Désigner Evo Morales comme un « Terroriste » et son camarade Luis Arce, favori de l’élection présidentielle du 6 septembre, comme corrompu, pour interdire leur parti, le Mouvement au socialisme (MAS), en vue des élections législatives. En Bolivie, le gouvernement de facto, qui a pris le pouvoir l’automne dernier, a été battu dans les sphères électorale et politique, optant pour la stratégie de harcèlement judiciaire déjà mise en œuvre en Amérique latine contre plusieurs anciens chefs d’État: Luis Ignacio Lula da Silva au Brésil, Rafael Correa en Equateur, Cristina Fernandez de Kirchner en Argentine. But: laisser les putschistes et leurs alliés sur la piste.

Evo Morales poursuivi pour « terrorisme »

Le 6 juillet, le procureur général a fait état de l’enquête sur une plainte pour « terrorisme » et « financement du terrorisme » contre l’ancien président Evo Morales, contraint de quitter le pouvoir et le pays menacé par la police et l’armée, le 11 novembre, après avoir été déclaré vainqueur de l’élection présidentielle – résultats contestés par ses opposants sur la base de données manipulée de l’Organisation des États américains (voir notre édition du 11 juin). Du Mexique, première phase de son exil, il accuse le parquet, il en serait un « Blocus alimentaire » et L’encerclement capitales régionales en proposant au chef des producteurs de coca, Faustino Yutra, de créer des barrages routiers pendant le conflit postélectoral. De Buenos Aires, où il est maintenant réfugié, Evo Morales, déjà poursuivi pour « sédition » et « fraude électorale », a poursuivi « Illégal », « Inconstitutionnel »tomber sous un « Persécution politique systématique » orchestré par le gestionnaire actuel.

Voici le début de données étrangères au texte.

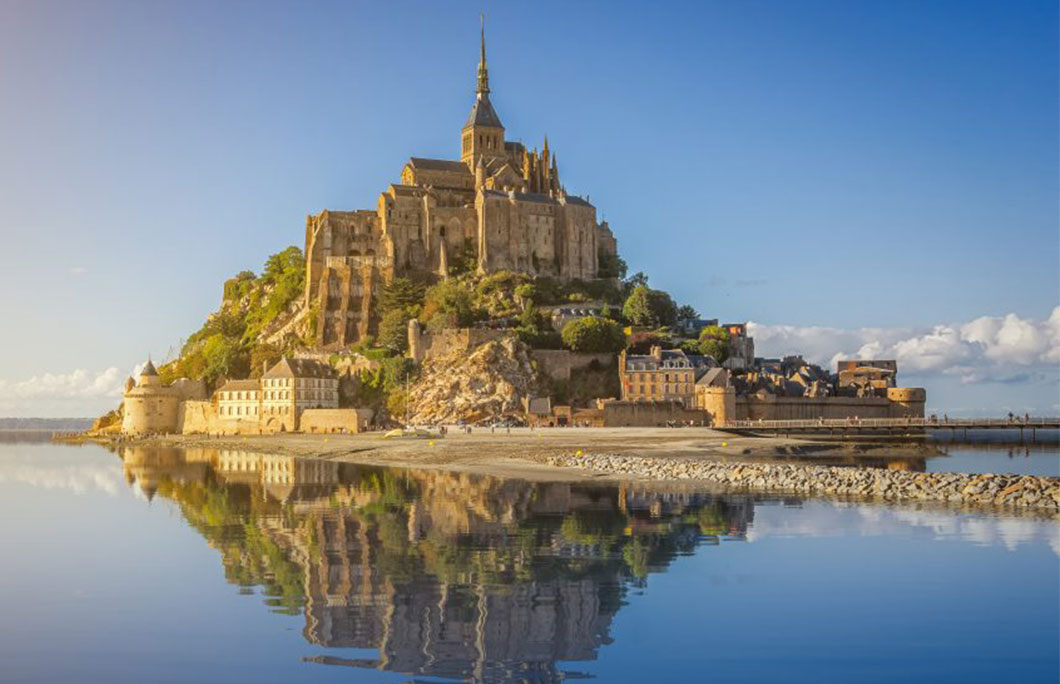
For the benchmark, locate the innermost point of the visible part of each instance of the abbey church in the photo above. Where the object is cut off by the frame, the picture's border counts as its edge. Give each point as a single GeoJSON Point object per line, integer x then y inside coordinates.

Autre cible de ces manigances politico-juridiques: Luis Arce, candidat du MAS à l’élection présidentielle, a attribué 42% des intentions de vote aux derniers sondages, 15 points de plus que son opposant de droite Carlos Mesa (27%) et très en avance sur le présidente intérimaire autoproclamée Jeanine Añez (13%). Le 30 juin, une plainte a été déposée contre l’ancien ministre de l’Economie d’Evo Morales concernant l’achat de deux programmes informatiques pour une caisse de retraite publique dont il était président du conseil d’administration, un ordre public qui aurait causé « Dommages économiques » dans l’état. Il est également accusé d’avoir « négligé son devoir » dans un détournement de fonds présumé impliquant le Fonds de développement pour les peuples autochtones et les communautés paysannes.

Le ministre de la Justice Alvaro Coimbra promet également la relance d’une soixantaine de cas présumés de corruption aux termes d’Evo Morales. D’autre part, les innombrables exemples entourant la loi Putsch au pouvoir, comme le scandale des fausses factures émises pour l’achat, avec le prix de l’or, d’appareils respiratoires (voir notre édition du 22 mai), ils Complots stimulé par le MAS. Le parti d’Evo Morales, qui détient toujours une large majorité dans chacune des deux chambres du Parlement bolivien, proteste contre une Coup d’État judiciaire «  en préparation pour: « Le pari est de participer à une élection, mais sans le principal concurrent. «  Sans pouvoir le vaincre loyalement, il s’agit de retirer l’adversaire. Pour mieux l’ancrer « Retour au néolibéralisme » recherchée par une droite raciste et fondamentaliste, déterminée à vendre les ressources et les services publics du pays, dont la gauche a fait des biens communs en réponse à « droits humains ».